In the Sunday edition of the Seattle Times.
Cornish College art students help with Microsoft temps’ campaign for better benefits.
By Matt Day: mday@seattletimes.com
The labor movement has a rich history of using art to galvanize support, from the black-cat symbol of the Industrial Workers of the World to folk songs by Pete Seeger and the writings of Upton Sinclair.
So when Philippe Boucher, a contractor on Microsoft’s campus who helped organized Washington’s newest union of technology workers, searched the Web for images to depict his campaign for paid time off, he was surprised by what he found.
“There were very few images on these themes,” Boucher said. “Almost nothing.”
Boucher got some help to remedy that. The Bainbridge Island resident ran into a neighbor, Natalia Ilyin, as his campaign was gaining steam this winter. Ilyin, a professor at Cornish College of the Arts in Seattle, happened to teach a class called “Design for Social Change.”
A partnership was born.

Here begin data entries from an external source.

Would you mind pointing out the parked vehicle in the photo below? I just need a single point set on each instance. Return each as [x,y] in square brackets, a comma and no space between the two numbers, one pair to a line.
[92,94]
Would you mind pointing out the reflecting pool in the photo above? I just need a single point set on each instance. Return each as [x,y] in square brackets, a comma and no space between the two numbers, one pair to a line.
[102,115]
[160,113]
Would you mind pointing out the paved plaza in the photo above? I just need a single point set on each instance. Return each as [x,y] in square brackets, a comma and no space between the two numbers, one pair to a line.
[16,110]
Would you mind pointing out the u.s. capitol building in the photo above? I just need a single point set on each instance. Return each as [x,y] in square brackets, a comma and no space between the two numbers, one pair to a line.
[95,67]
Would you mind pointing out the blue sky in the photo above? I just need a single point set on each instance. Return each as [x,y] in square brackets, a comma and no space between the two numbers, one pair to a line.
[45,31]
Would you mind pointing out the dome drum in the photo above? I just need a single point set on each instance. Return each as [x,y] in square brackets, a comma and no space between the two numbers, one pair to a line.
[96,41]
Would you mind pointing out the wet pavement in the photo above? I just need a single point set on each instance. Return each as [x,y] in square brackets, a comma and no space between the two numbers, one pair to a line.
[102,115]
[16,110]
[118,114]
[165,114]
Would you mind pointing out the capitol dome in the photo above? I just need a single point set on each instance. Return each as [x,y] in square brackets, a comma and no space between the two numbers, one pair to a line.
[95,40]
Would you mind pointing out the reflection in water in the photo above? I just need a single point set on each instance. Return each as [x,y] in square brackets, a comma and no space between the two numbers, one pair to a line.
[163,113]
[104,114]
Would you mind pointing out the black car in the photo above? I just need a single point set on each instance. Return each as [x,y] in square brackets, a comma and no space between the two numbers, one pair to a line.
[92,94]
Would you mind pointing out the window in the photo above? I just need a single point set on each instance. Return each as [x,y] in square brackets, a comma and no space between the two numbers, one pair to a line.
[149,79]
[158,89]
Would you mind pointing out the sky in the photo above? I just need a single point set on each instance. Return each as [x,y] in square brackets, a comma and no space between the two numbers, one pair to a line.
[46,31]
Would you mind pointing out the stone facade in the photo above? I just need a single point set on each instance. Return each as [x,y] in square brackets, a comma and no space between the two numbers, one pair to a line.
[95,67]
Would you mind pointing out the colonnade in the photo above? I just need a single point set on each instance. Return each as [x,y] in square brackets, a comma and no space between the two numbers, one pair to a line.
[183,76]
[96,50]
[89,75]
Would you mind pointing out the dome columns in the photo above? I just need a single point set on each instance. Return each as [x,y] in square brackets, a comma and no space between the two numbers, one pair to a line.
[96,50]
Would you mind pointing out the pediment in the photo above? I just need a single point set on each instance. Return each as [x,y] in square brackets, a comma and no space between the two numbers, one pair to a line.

Ilyin asked her students to create poster- and advertisement-style images on behalf of the Temporary Workers of America, the union chartered last year by Boucher and fellow employees of a Redmond unit of technology contractor Lionbridge Technologies.
Among the results: A family at a barbecue with the father figure cut out. A man and a child seated at the dinner table next to an empty chair. Someone in a cast worrying about having to rush back to work too soon.
Many of the pieces feature the phrase “Paid Time Off Matters.”
That isn’t a coincidence. In March, several months after Boucher’s campaign began and amid a broader push for better wages and benefits for the lowest-paid workers in a booming technology industry, Microsoft ordered the contractors it buys services from to give their employees 15 days of paid leave a year.
Microsoft general counsel Brad Smith made the announcement in a blog postunder the headline “Paid time off matters.”
Boucher agrees. He’s also keeping an eye out for an opportunity to hold an exhibition of the images.